Research on Chinese speech recognition and tones is reflected in the algorithm of cochlear implants. Speech processing strategies help patients understand core language technologies, and extensive research has been conducted. However, there are fewer studies on speech, especially tones and intonations, such as those based on Chinese intonation. In a recent trial, Australian cochlear implants were used to observe the impact of Chinese phonetic comprehension. The results showed that the use of Chinese in some speech processing strategies was more effective than other time-based strategies. If we can improve stimulation rates and enhance the understanding of speech and tone, they believe that different speech processing strategies also contribute to Chinese understanding. Research once again proves that Chinese should have a specific voice system to address its own language, especially for the hearing impaired.
Michael Qin, a researcher at MIT, studied the relationship between the recognition of Chinese Mandarin and noise in his experiment "Identification of Noise Background Pronunciation and Tone." He believes that different languages use different types of tones to make our spoken words rich in different meanings. In a noisy environment, these meaningful tones are affected, so he needs to determine how Chinese speakers can recognize different tones in such environments. In the experiment, he used six vowels and four tones: yin and yang. The results show that the recognition of Chinese tones and vowels is greatly affected when the signal-to-noise ratio decreases, which affects the ability to reduce speech. Therefore, the signal-to-noise ratio is an important factor in understanding Chinese. This test holds great significance for hearing rehabilitation and the design of targeted hearing aids.

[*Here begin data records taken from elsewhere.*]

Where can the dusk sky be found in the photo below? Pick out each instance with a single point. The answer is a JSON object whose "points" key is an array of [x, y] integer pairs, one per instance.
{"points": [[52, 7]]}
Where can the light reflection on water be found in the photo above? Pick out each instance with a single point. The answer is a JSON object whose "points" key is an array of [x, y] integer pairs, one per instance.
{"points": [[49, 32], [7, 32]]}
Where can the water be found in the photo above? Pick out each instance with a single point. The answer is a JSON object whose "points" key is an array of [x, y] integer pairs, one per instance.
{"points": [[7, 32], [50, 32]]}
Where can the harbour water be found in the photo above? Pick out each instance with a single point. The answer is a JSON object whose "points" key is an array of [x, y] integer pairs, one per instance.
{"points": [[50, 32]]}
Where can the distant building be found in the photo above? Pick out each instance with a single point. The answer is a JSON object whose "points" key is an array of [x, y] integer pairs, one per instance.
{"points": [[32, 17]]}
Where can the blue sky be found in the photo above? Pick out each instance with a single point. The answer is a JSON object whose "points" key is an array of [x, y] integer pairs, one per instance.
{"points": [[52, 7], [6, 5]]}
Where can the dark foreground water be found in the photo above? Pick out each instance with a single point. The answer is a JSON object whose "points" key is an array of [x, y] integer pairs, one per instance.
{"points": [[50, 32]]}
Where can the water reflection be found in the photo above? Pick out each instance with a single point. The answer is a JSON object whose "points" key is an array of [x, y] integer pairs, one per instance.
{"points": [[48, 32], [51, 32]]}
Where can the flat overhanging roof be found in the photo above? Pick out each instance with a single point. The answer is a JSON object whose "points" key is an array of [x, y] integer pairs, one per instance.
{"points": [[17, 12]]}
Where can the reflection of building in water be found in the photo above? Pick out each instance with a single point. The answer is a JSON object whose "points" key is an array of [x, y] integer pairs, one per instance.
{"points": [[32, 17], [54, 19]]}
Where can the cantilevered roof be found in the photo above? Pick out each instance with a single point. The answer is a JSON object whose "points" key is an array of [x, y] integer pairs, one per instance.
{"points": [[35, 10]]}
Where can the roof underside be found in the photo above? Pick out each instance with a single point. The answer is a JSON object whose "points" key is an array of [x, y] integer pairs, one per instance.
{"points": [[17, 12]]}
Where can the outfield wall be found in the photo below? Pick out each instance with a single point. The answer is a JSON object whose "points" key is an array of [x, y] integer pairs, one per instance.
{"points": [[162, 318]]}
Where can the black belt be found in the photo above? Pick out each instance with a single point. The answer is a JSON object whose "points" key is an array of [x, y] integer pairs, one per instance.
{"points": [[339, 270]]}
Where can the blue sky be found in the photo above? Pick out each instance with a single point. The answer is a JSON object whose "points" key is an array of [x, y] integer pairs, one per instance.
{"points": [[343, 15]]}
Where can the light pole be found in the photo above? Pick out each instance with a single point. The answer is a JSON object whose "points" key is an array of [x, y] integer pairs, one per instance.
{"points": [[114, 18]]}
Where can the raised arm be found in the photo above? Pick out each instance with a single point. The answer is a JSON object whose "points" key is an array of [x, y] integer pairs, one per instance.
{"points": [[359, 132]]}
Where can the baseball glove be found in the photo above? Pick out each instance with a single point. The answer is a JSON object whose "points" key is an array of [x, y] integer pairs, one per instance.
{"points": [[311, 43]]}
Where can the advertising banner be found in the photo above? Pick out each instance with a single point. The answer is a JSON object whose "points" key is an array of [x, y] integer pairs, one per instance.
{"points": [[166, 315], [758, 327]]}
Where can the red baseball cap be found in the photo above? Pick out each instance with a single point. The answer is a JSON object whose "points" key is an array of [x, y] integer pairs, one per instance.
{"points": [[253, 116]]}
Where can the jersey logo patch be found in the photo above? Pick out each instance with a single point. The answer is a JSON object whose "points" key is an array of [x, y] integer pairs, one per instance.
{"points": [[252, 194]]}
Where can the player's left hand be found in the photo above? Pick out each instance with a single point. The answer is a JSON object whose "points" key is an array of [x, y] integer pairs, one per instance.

In addition, a comprehensive expert research group has been established in the United States to develop hearing aids suitable for Chinese speech. The team includes the renowned House Institute and the Chinese University of Hong Kong’s ENT department. Similar to the above study, they believe that when listening to tones as a language for recognizing speech and semantics, such as Mandarin, Cantonese, and Thai, it may be more important to listen to basic frequency-related information to understand the language, which differs from other languages. Therefore, when developing hearing aids, we should consider the language characteristics of these patients.
Of course, the author is most interested in a recent trial sponsored by the Wellcome Trust, titled "Chinese Mandarin Speakers Use Their Brain More Than English Conversers When Understanding Language." Using imaging technology, the researchers observed and studied the different brain activities of native Chinese and English speakers. Dr. Sophie Gault, who led the study, found that when English subjects heard English, their left temporal lobe became very active, and the researchers thought that this area was responsible for combining speech sounds to form independent words. But when Chinese subjects heard Mandarin, both their left and right temporal lobes became active simultaneously. Obviously, because different language subjects use different regions of their brain to decode different language stimuli. This has had a big impact on our understanding of these theories. They further believe that the left temporal lobe of Chinese subjects treats the speech signal while their right temporal lobe processes the tone while producing meaning. Speech is a very complicated voice, and correctly understanding the meaning of speech transmission requires the brain to fully utilize the speaker's swaying tone to decode its speech, thus turning the spoken language into a meaningful signal.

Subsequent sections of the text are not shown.